Dataset: UTAUT, Combining PLS-SEM and selected machine learning algorithms
Description
This dataset accompanies the manuscript by Richter/Tudoran on "Elevating theoretical insight and predictive accuracy in business research: Combining PLS-SEM and selected machine learning algorithms" (at the time of upload, in-press at: Journal of Business Research). In this manuscript, to illustrate the combined use of PLS-SEM and selected ML algorithms, we used PLS-SEM on a Unified Theory of Acceptance and Use of Technology (UTAUT) model to create latent variable scores. The analysis made use of raw indicator data provided by Al-Gahtani, S., Hubona, G. S., & Wang, J. (2007).
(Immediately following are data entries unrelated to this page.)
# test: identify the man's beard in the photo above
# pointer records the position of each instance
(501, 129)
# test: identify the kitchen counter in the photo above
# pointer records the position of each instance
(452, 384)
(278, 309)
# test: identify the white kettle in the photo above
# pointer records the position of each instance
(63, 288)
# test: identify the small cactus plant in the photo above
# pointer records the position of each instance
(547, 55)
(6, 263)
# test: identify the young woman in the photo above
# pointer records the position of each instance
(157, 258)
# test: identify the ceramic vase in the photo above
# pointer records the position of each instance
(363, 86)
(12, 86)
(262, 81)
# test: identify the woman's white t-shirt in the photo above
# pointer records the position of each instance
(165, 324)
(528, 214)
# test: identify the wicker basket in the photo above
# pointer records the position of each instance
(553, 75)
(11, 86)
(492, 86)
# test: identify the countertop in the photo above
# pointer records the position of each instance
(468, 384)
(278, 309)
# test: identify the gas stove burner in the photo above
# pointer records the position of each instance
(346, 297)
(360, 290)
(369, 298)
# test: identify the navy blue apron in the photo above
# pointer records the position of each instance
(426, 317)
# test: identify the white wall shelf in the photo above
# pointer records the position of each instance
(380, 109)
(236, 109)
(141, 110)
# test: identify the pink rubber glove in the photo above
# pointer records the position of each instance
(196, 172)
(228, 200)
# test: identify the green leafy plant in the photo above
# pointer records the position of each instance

Information technology (IT) in Saudi Arabia: Culture and the acceptance and use of IT. Information & Management, 44, 681-691. The dataset uploaded contains the latent variable scores for two endogenous constructs, the behavioral intention (BI) and the use behavior (USE), as well as four exogenous constructs, performance expectancy (PE), effort expectancy (EE), social influence (SN), and facilitating conditions (FC).
Files
Steps to reproduce
For further information, please see: Richter/Tudoran on "Elevating theoretical insight and predictive accuracy in business research: Combining PLS-SEM and selected machine learning algorithms" (at the time of upload, in-press at: Journal of Business Research).